Só farás bem, portanto, se evitares escutar esses “filósofos” a quem interessa mais a quantidade do que a qualidade do que dizem. Se tal for necessário, andarás bem falando como P. Vinício.

“E como falava ele?” (2)

Quando perguntaram a Asélio como achava a dicção de Vínício a resposta foi:

“Arrastada!”

Gémino Valério, por seu lado, comentou:

“Não percebo como chamam eloquente a este homem! Não é capaz de dizer três palavras de seguida! ….””

Mas tu, porque não haverias de preferir falar como Vinício? Por medo de que te aparecesse algum brincalhão, como aquele que, vendo Vinício a arrancar as palavras uma a uma como se, em vez de falar, estivesse a ditar, comentou: “Diz qualquer coisa! Quando te decides a dizer alguma coisa? “(2) Quanto ao estilo “em passo de corrida” de Q. Hatério, o mais célebre orador da sua época, gostaria que qualquer homem sensato o evitasse o mais possível. Hatério não tinha hesitações, não fazia pausas: começava a falar e acabava, tudo de um fôlego!

De resto, entendo que certos estilos podem ser mais ou menos convenientes conforme os povos. Entre os Gregos, por exemplo, já este estilo seria admissível, ao passo que nós temos o hábito de fazer pausas mesmo ao escrever. Até mesmo o nosso Cíceroo homem que elevou ao cume a eloquência romana, andava a passo.

O estilo romano é mais circunspecto; sabe avaliar o seu valor, e submete-se à avaliação dos outros. Fabiano, homem notável tanto pela integridade da sua vida como pelos seus conhecimentos, e também pela eloquência (mas esta qualidade só após as outras se deve considerar), sabia discutir com à-vontade, mais do que com entusiasmo; da sua linguagem poderia dizer-se que era fácil, não que era veloz.

Tal facilidade, eu aceito-a, mas não a exijo, da parte de um sábio.

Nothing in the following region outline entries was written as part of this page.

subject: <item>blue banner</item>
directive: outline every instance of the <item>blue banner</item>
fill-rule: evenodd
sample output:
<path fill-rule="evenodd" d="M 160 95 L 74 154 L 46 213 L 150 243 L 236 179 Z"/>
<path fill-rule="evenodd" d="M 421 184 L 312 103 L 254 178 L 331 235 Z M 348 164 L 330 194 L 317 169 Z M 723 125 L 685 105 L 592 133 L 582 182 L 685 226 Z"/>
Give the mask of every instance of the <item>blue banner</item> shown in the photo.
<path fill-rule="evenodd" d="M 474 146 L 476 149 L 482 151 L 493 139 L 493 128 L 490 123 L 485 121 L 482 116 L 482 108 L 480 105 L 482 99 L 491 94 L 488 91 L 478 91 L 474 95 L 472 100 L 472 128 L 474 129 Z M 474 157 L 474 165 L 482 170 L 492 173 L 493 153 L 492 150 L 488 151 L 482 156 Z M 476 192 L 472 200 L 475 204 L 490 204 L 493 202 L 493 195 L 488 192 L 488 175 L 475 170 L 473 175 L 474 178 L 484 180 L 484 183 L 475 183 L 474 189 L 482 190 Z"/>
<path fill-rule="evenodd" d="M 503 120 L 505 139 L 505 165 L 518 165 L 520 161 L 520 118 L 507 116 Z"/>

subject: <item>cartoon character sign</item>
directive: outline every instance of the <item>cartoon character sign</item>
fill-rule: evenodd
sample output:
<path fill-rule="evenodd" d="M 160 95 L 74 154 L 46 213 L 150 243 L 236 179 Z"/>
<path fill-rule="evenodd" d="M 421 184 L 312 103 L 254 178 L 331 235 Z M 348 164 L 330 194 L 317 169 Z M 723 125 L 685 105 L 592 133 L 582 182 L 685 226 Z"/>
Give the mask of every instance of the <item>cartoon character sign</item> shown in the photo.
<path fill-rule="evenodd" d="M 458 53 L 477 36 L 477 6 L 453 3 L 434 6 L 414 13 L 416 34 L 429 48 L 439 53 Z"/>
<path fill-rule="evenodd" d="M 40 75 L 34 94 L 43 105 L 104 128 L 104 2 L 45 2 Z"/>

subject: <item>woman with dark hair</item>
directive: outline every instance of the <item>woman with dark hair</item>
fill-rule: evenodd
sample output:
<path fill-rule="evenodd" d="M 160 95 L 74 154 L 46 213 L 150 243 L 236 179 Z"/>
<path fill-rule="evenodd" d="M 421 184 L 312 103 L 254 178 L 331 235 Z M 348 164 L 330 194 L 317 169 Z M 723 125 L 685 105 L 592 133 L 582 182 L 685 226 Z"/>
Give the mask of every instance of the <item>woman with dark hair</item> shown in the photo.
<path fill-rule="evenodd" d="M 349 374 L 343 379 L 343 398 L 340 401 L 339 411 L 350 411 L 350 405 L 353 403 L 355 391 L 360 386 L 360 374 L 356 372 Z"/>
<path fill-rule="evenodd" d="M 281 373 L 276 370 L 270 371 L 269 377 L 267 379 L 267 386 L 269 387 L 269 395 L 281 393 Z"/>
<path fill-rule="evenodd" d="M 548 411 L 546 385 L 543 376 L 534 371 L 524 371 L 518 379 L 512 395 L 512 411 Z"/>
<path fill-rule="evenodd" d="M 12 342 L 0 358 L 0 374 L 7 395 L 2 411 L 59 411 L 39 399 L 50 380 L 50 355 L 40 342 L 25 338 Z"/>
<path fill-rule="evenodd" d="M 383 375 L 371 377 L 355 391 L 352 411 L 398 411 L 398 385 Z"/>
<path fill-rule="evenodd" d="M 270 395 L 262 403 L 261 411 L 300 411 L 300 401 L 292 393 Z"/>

Desde que o seu discurso se desenvolva sem entraves, prefiro que decorra com calma e não com excessiva abundância.

Tenho tanta mais razão para afastar-te deste vício da oratória quanto mais vejo que não poderás atingir a eloquência sem perda do respeito que deves a ti mesmo: terás de assumir um ar natural, não prestar atenção ao que dizes pois fugindo à tua vigilância, o teu ímpeto oratório levar-te-á a dizer muita coisa que gostarias de poder não ter dito.

Repito que nunca alcançarás a eloquência sem menosprezo da tua dignidade. Além do mais é uma arte que exige treino diário, ou seja, em vez de te ocupares de coisas, passarias a ocupar-te de palavras! E ainda que as palavras te não faltassem e te ocorressem ao espírito sem o menor esforço da tua parte, mesmo assim haveria que tomar as rédeas ao discurso, pois a um sábio tanto convém uma apresentação bastante modesta como uma linguagem concisa e sem audácias.

Para terminar, a súmula dos meus conselhos é esta: sê lento a falar!

Passar Bem!

(1) Ilíada, III, 222 (sobre a eloquência de Ulisses, o “orador jovem”) !, 249, (sobre Nestor, o “Orador ancião”).